The method for fabricating a wafer level hermetic package according to an embodiment of the present invention includes the steps of forming a trench 220 defining a cap region 210AR covering the object 110 on a base substrate 100 having an object 110 formed on one surface thereof, A cover substrate 200 formed on one side of the cover substrate 200 so that one side of the cover substrate 200 faces the other side of the base substrate 100; And removing the cover substrate 200 from the cover substrate 200 by removing the cap 210 from the cover substrate 200. [

The substrate bonding step may include forming the object 110 on one side of the base substrate 100 and forming a first bonding pattern 150 surrounding the object 110, A step of preparing a base substrate 100 for forming a pad 140 connected to the electrode pattern 120 and the electrode pattern 120 for transferring a signal to the first bonding pattern 150 on the one surface of the cover substrate 200, Forming a corresponding second bonding pattern 230 and forming a space 211 covering the object 110 and a trench 220 surrounding the space 211 to define a cap 210 region, And a coupling step of coupling the first bonding pattern 150 of the base substrate 100 and the second bonding pattern 230 of the cover substrate 200 so as to face each other, .

FIG. 2 is a cross-sectional view showing the step of preparing the base substrate 100. FIG. As shown in FIG. 2, an object 110 is first formed on one side of the base substrate 100 in the step of preparing a base substrate 100. An object 110 such as a semiconductor device or a MEMS may be formed on the base substrate 100, embedded in the base substrate 100, or formed using the base substrate 100. The already completed object 110 may be coupled to the base substrate 100. [

When the object 110 is formed on one side of the base substrate 100, an electrode pattern 120 for electrically connecting the object 110 and the external substrate is formed. The electrode pattern 120 may be formed in the process of forming the object 110 on the base substrate 100. When the electrode pattern 120 is formed, the insulating layer 130 may be formed on one surface of the base substrate 100 to cover the electrode pattern 120. The electrode pattern 120 and the insulating layer 130 may be formed together in the process of forming the object 110 on the base substrate 100. When the insulating layer 130 is formed, a part of the insulating layer 130 is removed for a space for forming the conductive pad 140 at the other end of the electrode pattern 120. The conductive pad 140 is formed on the other end of the electrode pattern 120 when a part of the insulating layer 130 is removed and the other end of the electrode pattern 120 is exposed. The electrode pattern 120, the insulating layer 130, and the conductive pad 140 can be formed using processes such as electroplating, etching, photolithography, and chemical vapor deposition. The object 110, the electrode pattern 120, the insulating layer 130, and the conductive pad 140 can be formed on the base substrate 100 using the known processes.

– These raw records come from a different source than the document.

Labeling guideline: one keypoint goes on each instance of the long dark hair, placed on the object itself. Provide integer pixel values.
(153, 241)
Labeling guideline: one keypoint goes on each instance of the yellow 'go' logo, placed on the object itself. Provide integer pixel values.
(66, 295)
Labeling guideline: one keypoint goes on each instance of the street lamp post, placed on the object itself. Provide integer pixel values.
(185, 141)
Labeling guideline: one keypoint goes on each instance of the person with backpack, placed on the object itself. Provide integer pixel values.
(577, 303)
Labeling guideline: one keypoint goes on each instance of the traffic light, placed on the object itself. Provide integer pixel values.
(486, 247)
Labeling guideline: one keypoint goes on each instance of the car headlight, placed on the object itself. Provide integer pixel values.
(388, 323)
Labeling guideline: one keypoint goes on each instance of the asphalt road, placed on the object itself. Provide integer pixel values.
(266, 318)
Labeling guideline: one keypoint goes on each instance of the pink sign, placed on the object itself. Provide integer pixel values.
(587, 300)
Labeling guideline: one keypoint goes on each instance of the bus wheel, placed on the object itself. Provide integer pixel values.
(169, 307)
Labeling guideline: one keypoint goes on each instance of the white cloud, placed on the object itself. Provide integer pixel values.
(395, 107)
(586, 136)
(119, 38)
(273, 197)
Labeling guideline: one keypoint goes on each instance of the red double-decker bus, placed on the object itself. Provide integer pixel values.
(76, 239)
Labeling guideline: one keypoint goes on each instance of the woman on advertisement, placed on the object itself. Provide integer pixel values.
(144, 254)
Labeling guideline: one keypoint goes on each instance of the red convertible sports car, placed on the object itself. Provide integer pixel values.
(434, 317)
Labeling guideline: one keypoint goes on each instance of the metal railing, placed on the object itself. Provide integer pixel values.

When the object 110, the electrode pattern 120, the insulating layer 130 and the conductive pad 140 are formed on one surface of the base substrate 100, Pattern 150 is formed. The first bonding pattern 150 is formed at the position where the hermetic sealing is scheduled. The first bonding pattern 150 may be spaced apart from the object 110 for hermetic sealing and may be formed to surround the object 110. The first bonding pattern 150 is formed on the insulating layer 130 to provide a region where the second bonding pattern 230 formed on the cover substrate 200 can be bonded to the base substrate 100. When the first bonding pattern 150 is a metal, the conductive pad 140 may be formed while being simultaneously formed.

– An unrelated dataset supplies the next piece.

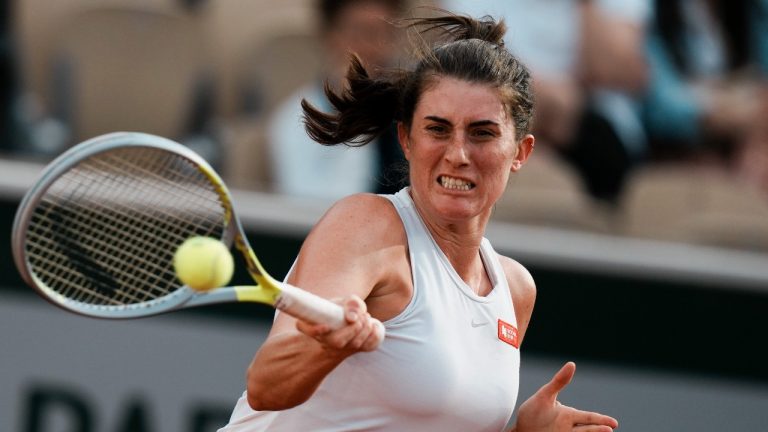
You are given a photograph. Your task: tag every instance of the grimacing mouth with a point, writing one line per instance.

Next, in the step of preparing the cover substrate 200, a first bonding pattern 150, a space portion 211 and a trench 220 are formed on one surface of the cover substrate 200.

3 is a cross-sectional view showing a step of forming a bonding pattern on the cover substrate 200. Fig.

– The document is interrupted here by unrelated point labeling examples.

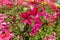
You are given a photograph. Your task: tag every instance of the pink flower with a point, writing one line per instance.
(36, 27)
(50, 37)
(8, 3)
(20, 2)
(26, 18)
(6, 35)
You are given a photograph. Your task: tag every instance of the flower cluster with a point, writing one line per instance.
(4, 32)
(51, 37)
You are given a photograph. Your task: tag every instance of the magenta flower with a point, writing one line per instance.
(36, 27)
(8, 3)
(50, 37)
(26, 18)
(6, 35)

The second bonding pattern 230 is formed on one surface of the cover substrate 200 and is formed at a predetermined position for hermetic sealing. The second bonding pattern 230 may be formed at a position corresponding to the first bonding pattern 150 formed on the base substrate 100. The second bonding pattern 230 may be formed to surround a portion of the cover substrate 200 corresponding to the object 110 of the base substrate 100.

4 is a cross-sectional view illustrating a step of forming a space portion 211 and a trench 220 on a cover substrate 200. FIG.

4, the space 211 is formed on one surface of the cover substrate 200 at a position corresponding to the object 110 formed on the base substrate 100. As shown in FIG. The space portion 211 may have a groove shape in which a part of one surface of the cover substrate 200 is removed by etching or the like. The space portion 211 provides a space for accommodating the object 110 when one surface of the cover substrate 200 is engaged with one surface of the base substrate 100. The plurality of space portions 211 may be formed in an array on one surface of the cover substrate 200.

The trench 220 defines a cap region 210AR that is a portion to be subsequently formed in the cap 210 in the cover substrate 200. [ The trench 220 may have a groove shape in which a part of one surface of the cover substrate 200 is removed by etching or the like. The lateral boundary of the trench 220 may be the outer surface of the cap 210 through subsequent processing. The trench 220 may be formed at a boundary separating the cap region 210AR from the cover substrate 200. [ The space portion 211 and the trench 220 may be formed by first etching the space portion 211 and etching the trench 220 later. A portion of the space portion 211 and the trench 220 is formed by etching the space portion 211 of the cover substrate 200 and the region where the trench 220 is to be formed to a first depth, The region to be formed may be further etched to a second depth to form the trench 220.

The depth H1 of the trench 220 is formed to be smaller than the thickness T1 of the cover substrate 200 and the depth H2 of the space portion 211 is formed smaller than the depth H1 of the trench 220. [ If the depth H1 of the trench 220 is too deep, cracks may occur in the cover substrate 200 during the wafer bonding process of bonding the cover substrate 200 to the base substrate 100. Therefore, (H1) needs to be selected so that the cover substrate 200 can have sufficient strength. In addition, the depth H1 of the trench 220 is determined to be equal to or greater than the height of the cap 210. The cap 210 is separated from the cover substrate 200 by removing the other surface of the cover substrate 200 at least so as to expose at least the trench 220 in the step of separating the cap 210 thereafter.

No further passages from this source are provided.